Riprendiamo da LA REPUBBLICA di oggi, 19/04/2024, a pag. 1, con il titolo "Un attacco simbolico che tranquillizza Biden ma avverte l’Iran: Israele può colpire i suoi siti nucleari" la cronaca di Paolo Brera.
Paolo Brera
Un attacco estremamente limitato ma con un forte messaggio simbolico. Lo avevano annunciato e lo hanno fatto: stanotte Israele ha lanciato la sua rappresaglia per la nuvola di missili e droni lanciati sabato scorso da Teheran, che a sua volta era la risposta all’attacco di Israele contro l’ambasciata iraniana a Damasco. Di fronte alle minacce di una catastrofe imminente, in realtà è stato un attacco davvero ridotto al minimo, probabilmente effettuato con i droni, ma diretto su un obiettivo simbolico: una base iraniana da cui sono partiti alcuni dei lanci nell’attacco di sabato scorso, nei dintorni di Isfahan dove si trova anche uno dei siti nucleari più importanti per l’Iran. E almeno un obiettivo sarebbe stato colpito anche in Siria.

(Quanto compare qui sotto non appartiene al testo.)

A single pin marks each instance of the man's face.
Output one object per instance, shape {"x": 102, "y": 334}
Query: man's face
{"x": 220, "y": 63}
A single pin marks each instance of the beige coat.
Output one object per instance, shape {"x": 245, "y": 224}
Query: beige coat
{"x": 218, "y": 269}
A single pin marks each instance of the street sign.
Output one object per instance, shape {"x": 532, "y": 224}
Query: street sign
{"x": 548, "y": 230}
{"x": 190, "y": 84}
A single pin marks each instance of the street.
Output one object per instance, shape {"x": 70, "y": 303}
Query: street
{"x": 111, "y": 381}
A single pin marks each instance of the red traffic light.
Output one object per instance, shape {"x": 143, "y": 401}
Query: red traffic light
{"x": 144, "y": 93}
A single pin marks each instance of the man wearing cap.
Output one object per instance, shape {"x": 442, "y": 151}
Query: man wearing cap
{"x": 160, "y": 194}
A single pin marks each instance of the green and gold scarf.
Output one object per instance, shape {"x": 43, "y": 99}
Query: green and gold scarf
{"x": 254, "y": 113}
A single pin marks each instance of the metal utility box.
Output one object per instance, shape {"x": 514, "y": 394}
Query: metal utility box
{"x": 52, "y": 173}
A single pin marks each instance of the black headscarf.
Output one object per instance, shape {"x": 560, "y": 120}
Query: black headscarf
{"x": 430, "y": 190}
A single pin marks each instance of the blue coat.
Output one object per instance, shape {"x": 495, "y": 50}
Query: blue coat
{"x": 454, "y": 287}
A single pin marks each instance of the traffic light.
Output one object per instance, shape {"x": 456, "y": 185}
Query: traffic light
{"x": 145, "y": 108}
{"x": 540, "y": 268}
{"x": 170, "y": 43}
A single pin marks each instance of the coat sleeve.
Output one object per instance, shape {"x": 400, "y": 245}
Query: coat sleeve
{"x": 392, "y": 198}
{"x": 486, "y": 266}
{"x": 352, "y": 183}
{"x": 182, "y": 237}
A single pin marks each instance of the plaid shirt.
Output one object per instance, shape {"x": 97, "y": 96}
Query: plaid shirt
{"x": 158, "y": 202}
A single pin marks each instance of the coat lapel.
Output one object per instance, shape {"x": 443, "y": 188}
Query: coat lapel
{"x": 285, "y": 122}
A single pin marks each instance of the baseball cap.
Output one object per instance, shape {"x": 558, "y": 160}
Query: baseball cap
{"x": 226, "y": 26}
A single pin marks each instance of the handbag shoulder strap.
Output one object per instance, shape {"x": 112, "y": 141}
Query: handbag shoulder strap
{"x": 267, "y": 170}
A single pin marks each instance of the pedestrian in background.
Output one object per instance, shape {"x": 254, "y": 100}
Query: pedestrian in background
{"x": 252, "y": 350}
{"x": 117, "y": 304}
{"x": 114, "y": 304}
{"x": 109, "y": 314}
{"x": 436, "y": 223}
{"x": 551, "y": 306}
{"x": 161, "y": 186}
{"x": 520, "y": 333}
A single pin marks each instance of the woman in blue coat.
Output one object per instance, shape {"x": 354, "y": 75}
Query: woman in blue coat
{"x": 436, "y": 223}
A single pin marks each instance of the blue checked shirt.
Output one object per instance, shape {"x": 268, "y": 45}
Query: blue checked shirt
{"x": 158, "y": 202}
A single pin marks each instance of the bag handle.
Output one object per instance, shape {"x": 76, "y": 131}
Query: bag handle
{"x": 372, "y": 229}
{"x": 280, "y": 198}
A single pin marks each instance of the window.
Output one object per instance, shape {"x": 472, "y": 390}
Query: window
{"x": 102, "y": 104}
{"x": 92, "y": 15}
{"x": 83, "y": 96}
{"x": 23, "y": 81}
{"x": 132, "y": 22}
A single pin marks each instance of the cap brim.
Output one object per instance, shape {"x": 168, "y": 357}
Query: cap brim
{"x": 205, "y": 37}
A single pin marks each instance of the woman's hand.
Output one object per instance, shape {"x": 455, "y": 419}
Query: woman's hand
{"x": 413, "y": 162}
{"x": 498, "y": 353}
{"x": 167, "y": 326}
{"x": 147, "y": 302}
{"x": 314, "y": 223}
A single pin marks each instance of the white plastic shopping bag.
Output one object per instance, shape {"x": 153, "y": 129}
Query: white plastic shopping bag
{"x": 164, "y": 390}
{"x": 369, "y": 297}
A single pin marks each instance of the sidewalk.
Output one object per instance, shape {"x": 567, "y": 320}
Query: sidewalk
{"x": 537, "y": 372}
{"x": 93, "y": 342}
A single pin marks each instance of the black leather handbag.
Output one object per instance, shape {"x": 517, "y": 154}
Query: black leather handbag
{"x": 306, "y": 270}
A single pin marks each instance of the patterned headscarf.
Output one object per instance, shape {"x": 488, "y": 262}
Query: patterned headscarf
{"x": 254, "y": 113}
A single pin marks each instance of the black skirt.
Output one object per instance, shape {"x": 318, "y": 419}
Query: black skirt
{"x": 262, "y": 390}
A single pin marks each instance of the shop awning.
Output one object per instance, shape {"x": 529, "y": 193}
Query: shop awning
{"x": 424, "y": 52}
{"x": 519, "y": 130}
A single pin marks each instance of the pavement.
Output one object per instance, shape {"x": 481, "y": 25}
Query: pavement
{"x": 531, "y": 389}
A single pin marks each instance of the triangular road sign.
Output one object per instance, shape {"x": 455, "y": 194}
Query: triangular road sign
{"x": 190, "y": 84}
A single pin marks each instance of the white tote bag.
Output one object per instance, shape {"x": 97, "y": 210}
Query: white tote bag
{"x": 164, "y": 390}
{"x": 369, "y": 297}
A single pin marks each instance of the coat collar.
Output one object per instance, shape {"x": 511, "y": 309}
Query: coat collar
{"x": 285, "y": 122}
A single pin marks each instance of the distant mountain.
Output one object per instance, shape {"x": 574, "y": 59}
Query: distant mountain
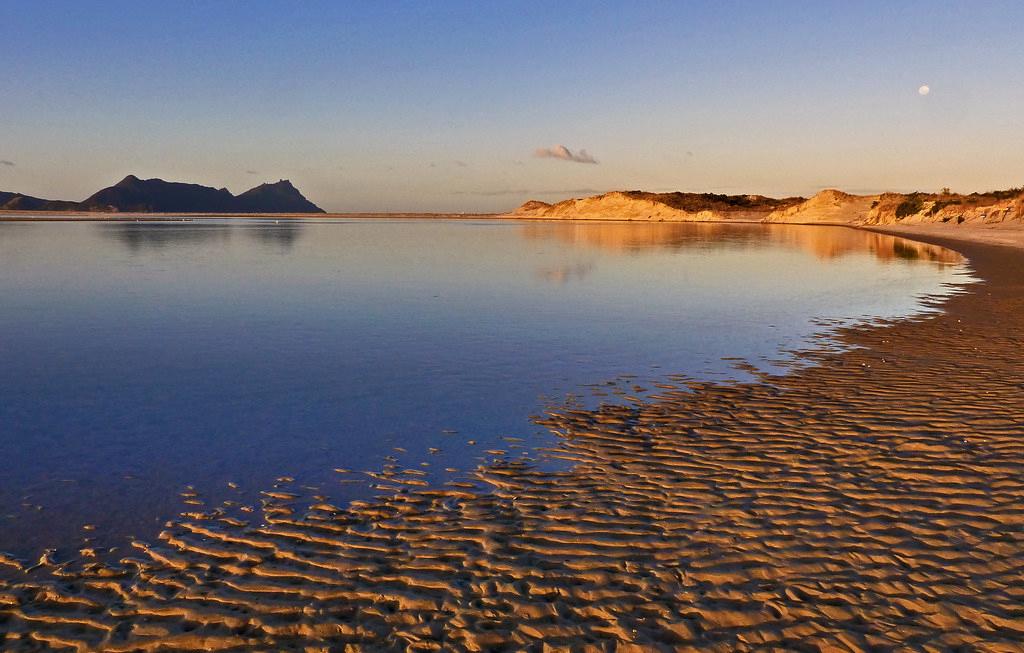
{"x": 275, "y": 198}
{"x": 132, "y": 194}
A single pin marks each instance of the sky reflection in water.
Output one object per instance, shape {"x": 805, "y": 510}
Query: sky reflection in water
{"x": 136, "y": 358}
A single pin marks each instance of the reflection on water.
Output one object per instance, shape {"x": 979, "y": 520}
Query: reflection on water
{"x": 138, "y": 358}
{"x": 284, "y": 233}
{"x": 565, "y": 273}
{"x": 159, "y": 234}
{"x": 822, "y": 242}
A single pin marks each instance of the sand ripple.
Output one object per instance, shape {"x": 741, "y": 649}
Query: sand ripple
{"x": 875, "y": 501}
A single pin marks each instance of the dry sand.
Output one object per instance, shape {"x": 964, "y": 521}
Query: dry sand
{"x": 873, "y": 501}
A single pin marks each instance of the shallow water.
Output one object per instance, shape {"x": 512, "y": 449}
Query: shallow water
{"x": 139, "y": 358}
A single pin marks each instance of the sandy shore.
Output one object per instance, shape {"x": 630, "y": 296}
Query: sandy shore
{"x": 872, "y": 501}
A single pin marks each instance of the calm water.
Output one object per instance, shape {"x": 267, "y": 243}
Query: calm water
{"x": 138, "y": 358}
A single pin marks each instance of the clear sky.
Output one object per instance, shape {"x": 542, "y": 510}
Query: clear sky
{"x": 450, "y": 105}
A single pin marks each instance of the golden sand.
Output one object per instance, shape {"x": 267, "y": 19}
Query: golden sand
{"x": 871, "y": 502}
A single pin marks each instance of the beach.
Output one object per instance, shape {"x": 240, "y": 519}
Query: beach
{"x": 868, "y": 501}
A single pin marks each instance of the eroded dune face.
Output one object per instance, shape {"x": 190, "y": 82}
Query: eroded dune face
{"x": 826, "y": 207}
{"x": 824, "y": 243}
{"x": 870, "y": 501}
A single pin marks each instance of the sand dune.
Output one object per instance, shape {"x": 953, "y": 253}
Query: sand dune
{"x": 872, "y": 501}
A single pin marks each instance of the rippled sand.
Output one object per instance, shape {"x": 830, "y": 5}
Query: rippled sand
{"x": 875, "y": 501}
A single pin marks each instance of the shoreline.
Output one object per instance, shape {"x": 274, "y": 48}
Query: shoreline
{"x": 933, "y": 233}
{"x": 871, "y": 499}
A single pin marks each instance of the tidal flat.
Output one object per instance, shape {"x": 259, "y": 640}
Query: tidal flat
{"x": 866, "y": 495}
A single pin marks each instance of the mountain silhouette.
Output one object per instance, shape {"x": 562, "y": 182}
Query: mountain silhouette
{"x": 132, "y": 194}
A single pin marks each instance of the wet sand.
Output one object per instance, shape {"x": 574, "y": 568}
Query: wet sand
{"x": 872, "y": 501}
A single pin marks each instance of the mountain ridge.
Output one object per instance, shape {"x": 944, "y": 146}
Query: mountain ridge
{"x": 133, "y": 194}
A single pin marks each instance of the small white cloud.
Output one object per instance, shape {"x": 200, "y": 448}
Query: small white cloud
{"x": 564, "y": 154}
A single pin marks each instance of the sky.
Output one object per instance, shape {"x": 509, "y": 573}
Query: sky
{"x": 477, "y": 106}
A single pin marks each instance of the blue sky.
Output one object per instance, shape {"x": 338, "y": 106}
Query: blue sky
{"x": 442, "y": 106}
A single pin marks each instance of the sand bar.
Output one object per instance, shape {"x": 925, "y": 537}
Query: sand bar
{"x": 872, "y": 501}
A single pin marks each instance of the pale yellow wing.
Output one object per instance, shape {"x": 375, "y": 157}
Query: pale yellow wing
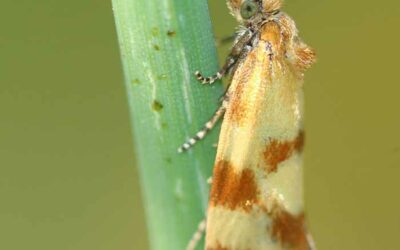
{"x": 256, "y": 198}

Il tenore dell’attacco è stato tale da consentire all’Iran di non replicare, ed è quello che Teheran ha già annunciato affermando di avere “intercettato e abbattuto tutti i tre droni inviati”. Ma avverte Teheran e il mondo che Israele mantiene sotto tiro i siti nucleari in cui l’Iran si sta pericolosamente avvicinando a raggiungere la capacità di produrre ordigni atomici, così come le basi missilistiche iraniane la cui capacità offensiva è fuori discussione: da quei siti Teheran ha mostrato la sua efficacia con il lancio dimostrativo di sabato, in cui è riuscito a colpire diversi obiettivi militari in Israele bucando, seppure con una porzione estremamente ridotta della nuvola di missili e droni inviati, la potente cupola del’Iron Dome israeliana.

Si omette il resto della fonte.